By Kim Watts
While the hyperactivity of childhood AD/HD may be somewhat "outgrown", recent research indicates that for many, clinically significant inattentiveness and impulsivity can persist through adulthood.
"This disorder causes significant problems for millions of adults," says Dr. Leonard Adler, Associate Professor of Clinical Psychiatry and Neurology at NYU School of Medicine. "Yet their doctors, including internists and general practioners, often miss it."
An estimated 8 million American adults are thought to be affected by AD/HD, but a majority remains undiagnosed, with only one quarter seeking medical help for symptoms associated with the disorder - and even that percentage is often misdiagnosed.
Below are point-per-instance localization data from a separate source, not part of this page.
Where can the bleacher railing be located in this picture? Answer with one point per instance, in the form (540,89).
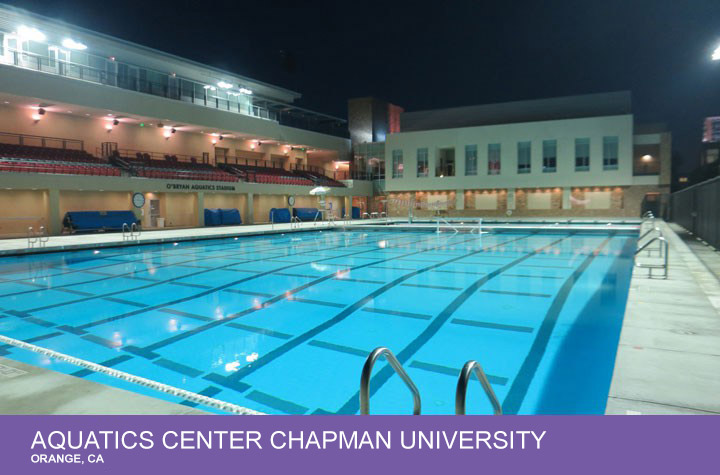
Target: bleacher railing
(41,141)
(170,86)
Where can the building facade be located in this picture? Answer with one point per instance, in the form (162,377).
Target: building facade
(573,156)
(63,87)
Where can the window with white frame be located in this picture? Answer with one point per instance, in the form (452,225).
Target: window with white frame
(470,160)
(524,157)
(422,162)
(494,159)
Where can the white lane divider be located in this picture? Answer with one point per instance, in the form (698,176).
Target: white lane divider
(165,388)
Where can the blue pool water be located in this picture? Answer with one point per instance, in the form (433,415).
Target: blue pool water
(283,323)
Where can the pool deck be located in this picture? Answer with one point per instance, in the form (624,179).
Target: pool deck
(69,242)
(668,359)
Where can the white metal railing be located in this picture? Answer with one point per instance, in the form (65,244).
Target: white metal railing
(149,383)
(664,254)
(438,219)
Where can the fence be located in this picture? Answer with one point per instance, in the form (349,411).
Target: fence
(696,209)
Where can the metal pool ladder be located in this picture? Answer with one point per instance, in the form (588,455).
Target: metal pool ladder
(40,238)
(663,253)
(461,391)
(395,364)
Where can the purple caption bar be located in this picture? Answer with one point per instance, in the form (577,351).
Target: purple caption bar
(352,444)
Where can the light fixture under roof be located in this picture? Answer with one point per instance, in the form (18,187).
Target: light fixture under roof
(27,33)
(69,43)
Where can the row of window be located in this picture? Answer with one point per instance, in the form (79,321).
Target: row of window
(446,166)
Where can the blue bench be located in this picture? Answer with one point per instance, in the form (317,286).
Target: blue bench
(85,221)
(224,217)
(306,214)
(279,215)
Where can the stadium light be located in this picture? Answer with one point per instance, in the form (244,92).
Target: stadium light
(69,43)
(27,33)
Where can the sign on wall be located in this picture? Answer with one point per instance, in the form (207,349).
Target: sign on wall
(196,187)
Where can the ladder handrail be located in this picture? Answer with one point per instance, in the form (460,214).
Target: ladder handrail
(399,370)
(461,392)
(43,236)
(32,238)
(654,228)
(664,250)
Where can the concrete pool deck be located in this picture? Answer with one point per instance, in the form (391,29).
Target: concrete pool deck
(668,359)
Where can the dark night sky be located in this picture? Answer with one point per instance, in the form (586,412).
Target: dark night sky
(424,55)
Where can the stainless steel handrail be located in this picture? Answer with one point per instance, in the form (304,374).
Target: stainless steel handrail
(32,239)
(43,236)
(395,364)
(664,247)
(126,232)
(461,391)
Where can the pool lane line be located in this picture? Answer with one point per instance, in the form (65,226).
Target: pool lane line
(223,287)
(112,276)
(382,376)
(264,246)
(79,330)
(516,395)
(159,282)
(166,388)
(310,334)
(147,351)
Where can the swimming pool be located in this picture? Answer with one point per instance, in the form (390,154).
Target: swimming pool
(283,323)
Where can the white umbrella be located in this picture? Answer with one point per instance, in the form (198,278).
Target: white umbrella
(320,190)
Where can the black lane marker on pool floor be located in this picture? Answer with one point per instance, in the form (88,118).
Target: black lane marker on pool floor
(519,387)
(214,289)
(260,248)
(397,313)
(140,352)
(382,376)
(454,372)
(310,334)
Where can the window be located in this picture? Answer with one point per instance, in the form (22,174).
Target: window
(470,160)
(397,164)
(422,162)
(523,157)
(610,153)
(447,162)
(549,156)
(494,159)
(582,155)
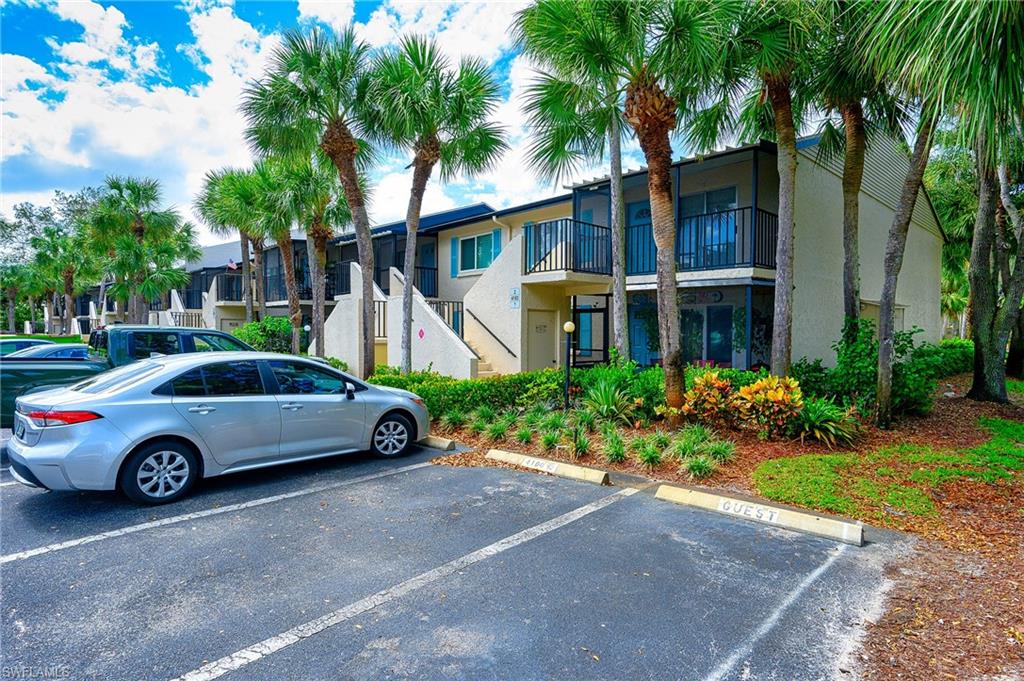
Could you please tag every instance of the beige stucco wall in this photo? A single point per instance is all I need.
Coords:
(818, 264)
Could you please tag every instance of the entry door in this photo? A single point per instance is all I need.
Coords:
(316, 417)
(542, 339)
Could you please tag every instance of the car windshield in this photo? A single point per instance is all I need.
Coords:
(117, 378)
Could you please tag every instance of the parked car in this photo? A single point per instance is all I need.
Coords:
(153, 428)
(112, 347)
(8, 345)
(54, 350)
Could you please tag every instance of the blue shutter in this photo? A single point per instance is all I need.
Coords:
(455, 257)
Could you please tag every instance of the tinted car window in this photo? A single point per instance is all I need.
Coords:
(232, 378)
(146, 342)
(211, 342)
(296, 378)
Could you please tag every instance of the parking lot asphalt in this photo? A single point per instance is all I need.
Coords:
(365, 568)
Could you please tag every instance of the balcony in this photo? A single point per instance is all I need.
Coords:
(736, 238)
(567, 245)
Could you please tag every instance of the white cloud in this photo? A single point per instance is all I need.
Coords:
(336, 13)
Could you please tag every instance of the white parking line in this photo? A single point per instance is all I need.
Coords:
(268, 646)
(743, 650)
(22, 555)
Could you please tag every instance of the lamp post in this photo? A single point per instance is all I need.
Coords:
(568, 328)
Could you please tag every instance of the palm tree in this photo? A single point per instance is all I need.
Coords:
(221, 205)
(313, 95)
(964, 58)
(574, 108)
(418, 103)
(132, 206)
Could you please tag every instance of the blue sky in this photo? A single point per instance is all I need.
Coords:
(152, 88)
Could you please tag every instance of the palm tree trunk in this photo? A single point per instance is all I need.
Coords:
(341, 147)
(651, 113)
(785, 132)
(620, 330)
(895, 247)
(421, 175)
(853, 172)
(292, 288)
(247, 290)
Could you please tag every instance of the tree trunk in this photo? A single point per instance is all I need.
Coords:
(785, 133)
(292, 288)
(247, 290)
(69, 282)
(426, 157)
(651, 113)
(341, 147)
(320, 233)
(258, 248)
(620, 328)
(893, 262)
(853, 172)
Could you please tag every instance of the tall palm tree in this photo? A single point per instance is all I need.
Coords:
(222, 206)
(961, 58)
(132, 206)
(574, 108)
(419, 103)
(313, 95)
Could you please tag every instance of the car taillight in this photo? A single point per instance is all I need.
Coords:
(54, 418)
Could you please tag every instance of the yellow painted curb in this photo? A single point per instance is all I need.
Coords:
(843, 530)
(442, 443)
(549, 466)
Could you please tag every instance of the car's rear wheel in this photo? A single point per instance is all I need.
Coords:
(160, 473)
(392, 436)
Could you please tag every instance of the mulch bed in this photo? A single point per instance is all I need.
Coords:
(956, 606)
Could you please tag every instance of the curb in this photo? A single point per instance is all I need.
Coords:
(442, 443)
(553, 467)
(803, 521)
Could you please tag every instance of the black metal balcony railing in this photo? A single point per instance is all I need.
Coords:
(229, 288)
(452, 311)
(733, 238)
(567, 245)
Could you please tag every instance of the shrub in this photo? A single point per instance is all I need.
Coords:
(614, 449)
(271, 334)
(699, 466)
(719, 450)
(769, 403)
(609, 402)
(823, 421)
(709, 398)
(649, 456)
(453, 420)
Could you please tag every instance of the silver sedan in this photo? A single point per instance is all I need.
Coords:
(153, 428)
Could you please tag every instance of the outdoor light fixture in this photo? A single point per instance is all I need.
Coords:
(569, 329)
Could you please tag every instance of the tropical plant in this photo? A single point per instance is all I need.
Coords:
(418, 102)
(313, 96)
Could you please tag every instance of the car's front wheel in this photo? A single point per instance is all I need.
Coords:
(160, 473)
(392, 436)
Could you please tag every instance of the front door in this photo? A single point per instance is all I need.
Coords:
(542, 339)
(316, 417)
(227, 407)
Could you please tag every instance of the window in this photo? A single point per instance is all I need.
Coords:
(297, 378)
(144, 343)
(476, 252)
(213, 342)
(232, 378)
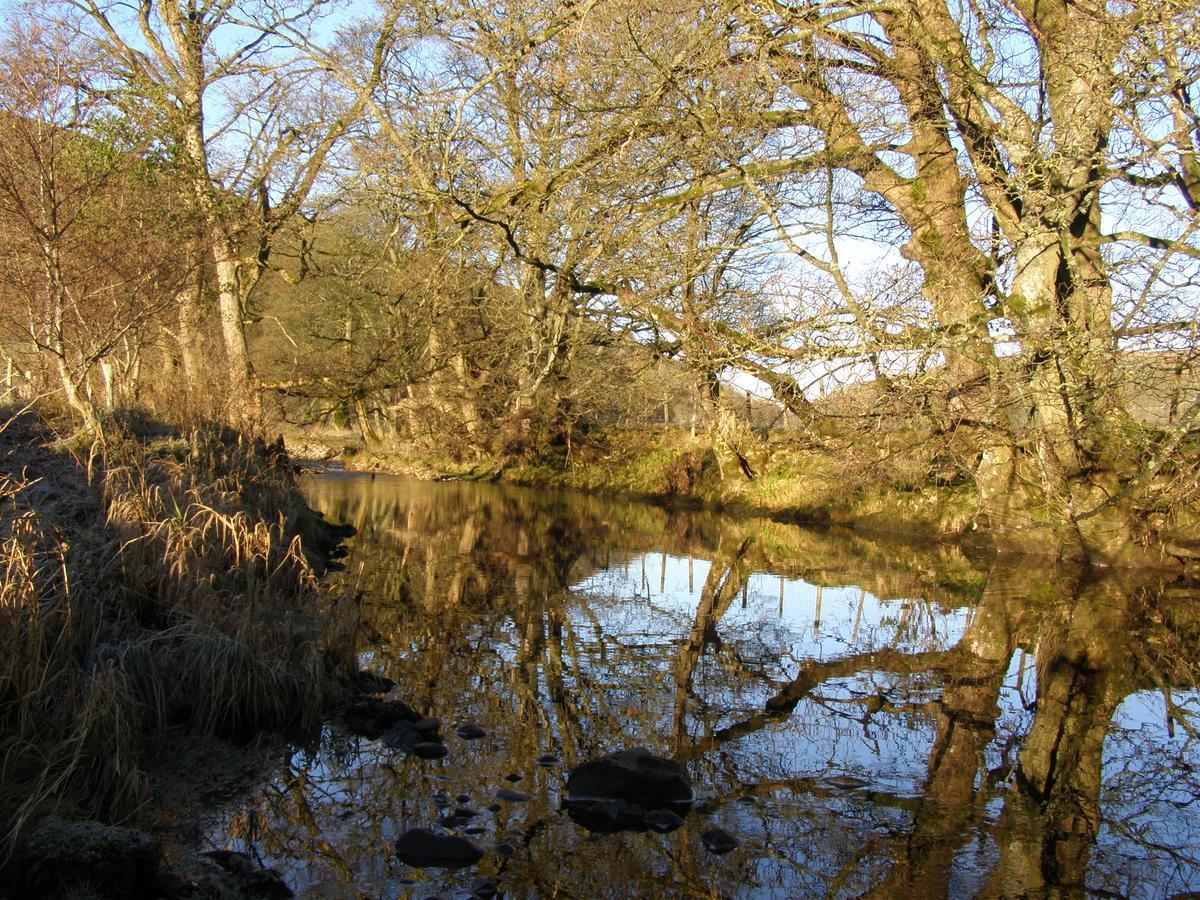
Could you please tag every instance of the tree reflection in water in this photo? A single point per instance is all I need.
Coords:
(868, 719)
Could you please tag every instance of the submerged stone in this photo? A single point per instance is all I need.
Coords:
(510, 796)
(635, 775)
(484, 888)
(718, 840)
(252, 879)
(663, 820)
(402, 736)
(426, 850)
(427, 726)
(372, 718)
(430, 750)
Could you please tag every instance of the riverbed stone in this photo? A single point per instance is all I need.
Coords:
(484, 888)
(718, 840)
(427, 850)
(635, 775)
(402, 736)
(84, 858)
(251, 879)
(430, 750)
(510, 796)
(663, 820)
(372, 718)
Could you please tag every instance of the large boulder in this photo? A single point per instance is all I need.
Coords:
(373, 718)
(633, 775)
(427, 850)
(61, 859)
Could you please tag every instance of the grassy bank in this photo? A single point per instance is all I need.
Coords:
(900, 484)
(879, 490)
(149, 587)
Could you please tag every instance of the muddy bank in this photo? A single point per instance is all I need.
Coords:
(157, 588)
(889, 491)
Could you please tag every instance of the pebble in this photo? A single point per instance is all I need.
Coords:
(718, 840)
(430, 750)
(510, 796)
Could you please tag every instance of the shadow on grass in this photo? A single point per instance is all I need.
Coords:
(153, 582)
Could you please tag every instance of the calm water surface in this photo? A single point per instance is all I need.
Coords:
(868, 719)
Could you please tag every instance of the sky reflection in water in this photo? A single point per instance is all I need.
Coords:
(868, 719)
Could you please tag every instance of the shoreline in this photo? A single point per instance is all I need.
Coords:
(929, 514)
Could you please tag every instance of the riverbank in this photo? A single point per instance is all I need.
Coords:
(892, 486)
(156, 586)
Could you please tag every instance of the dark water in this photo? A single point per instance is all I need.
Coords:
(867, 719)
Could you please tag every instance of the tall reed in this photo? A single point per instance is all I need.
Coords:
(145, 589)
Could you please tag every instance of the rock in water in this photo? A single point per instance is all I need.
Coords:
(430, 750)
(634, 775)
(510, 796)
(252, 880)
(718, 840)
(402, 736)
(663, 820)
(372, 718)
(84, 859)
(426, 850)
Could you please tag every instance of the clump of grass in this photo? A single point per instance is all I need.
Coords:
(143, 589)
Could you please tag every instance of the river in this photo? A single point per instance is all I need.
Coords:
(865, 718)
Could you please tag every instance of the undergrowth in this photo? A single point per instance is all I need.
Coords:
(145, 588)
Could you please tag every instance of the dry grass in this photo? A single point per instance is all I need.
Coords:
(144, 589)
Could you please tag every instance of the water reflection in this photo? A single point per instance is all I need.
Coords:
(868, 719)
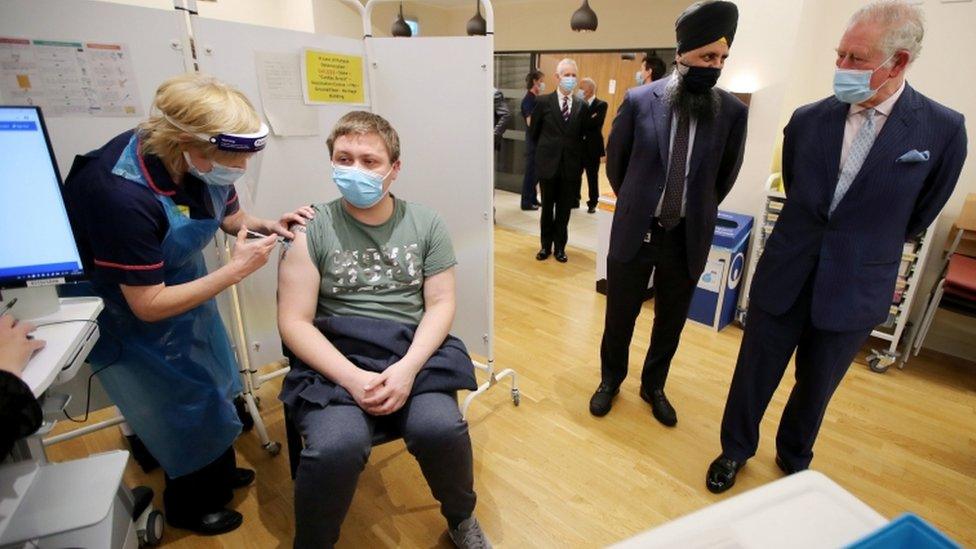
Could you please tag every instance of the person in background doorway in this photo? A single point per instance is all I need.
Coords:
(535, 85)
(652, 68)
(593, 147)
(674, 152)
(558, 122)
(503, 118)
(864, 170)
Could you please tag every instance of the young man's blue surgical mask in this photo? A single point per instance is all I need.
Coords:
(219, 175)
(361, 188)
(854, 86)
(567, 84)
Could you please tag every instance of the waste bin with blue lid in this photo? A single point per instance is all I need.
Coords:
(717, 295)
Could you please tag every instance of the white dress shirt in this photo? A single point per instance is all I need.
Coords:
(855, 121)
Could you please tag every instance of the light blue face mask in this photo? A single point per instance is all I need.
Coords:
(854, 86)
(567, 83)
(219, 175)
(361, 188)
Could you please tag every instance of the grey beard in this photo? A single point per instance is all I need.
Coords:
(696, 106)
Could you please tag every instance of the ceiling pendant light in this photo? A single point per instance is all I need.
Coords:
(584, 19)
(400, 27)
(477, 26)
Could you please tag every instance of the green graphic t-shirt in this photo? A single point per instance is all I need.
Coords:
(377, 271)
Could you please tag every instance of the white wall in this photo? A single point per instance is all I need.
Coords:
(289, 14)
(782, 54)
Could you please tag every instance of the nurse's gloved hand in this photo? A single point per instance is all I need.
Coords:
(297, 217)
(250, 255)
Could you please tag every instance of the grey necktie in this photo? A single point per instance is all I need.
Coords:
(855, 158)
(671, 207)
Dr. Adler and other AD/HD clinicians, in conjunction with the World Health Organization, have developed a new symptom assessment tool, the Adult ADHD Self-Report Scale (ASRS) to assist physicians in evaluating the symptoms of AD/HD. The tool is available online at www.med.nyu.edu/psych/psychiatrist/adhd.html. Additional information and assessments for adult ADD are available on WebMD in conjunction with Eli Lilly's condition center at www.adultadd.com.
Dr. Edward Hallowell, author of Driven to Distraction, is concerned that general practitioners will misdiagnose patients with ADD if using these screening tools indiscriminately.
"It is impossible to diagnose ADD properly (in a matter ofminutes)" he says. "I would speculate that 55 percent of the population has what I call 'pseudo-ADD,' sort of a severe case of modern life. They're going so fast, they're doing so much, they're so saturated with information overload that they look distracted, impulsive and restless." Source: NYU Medical Center and CNN.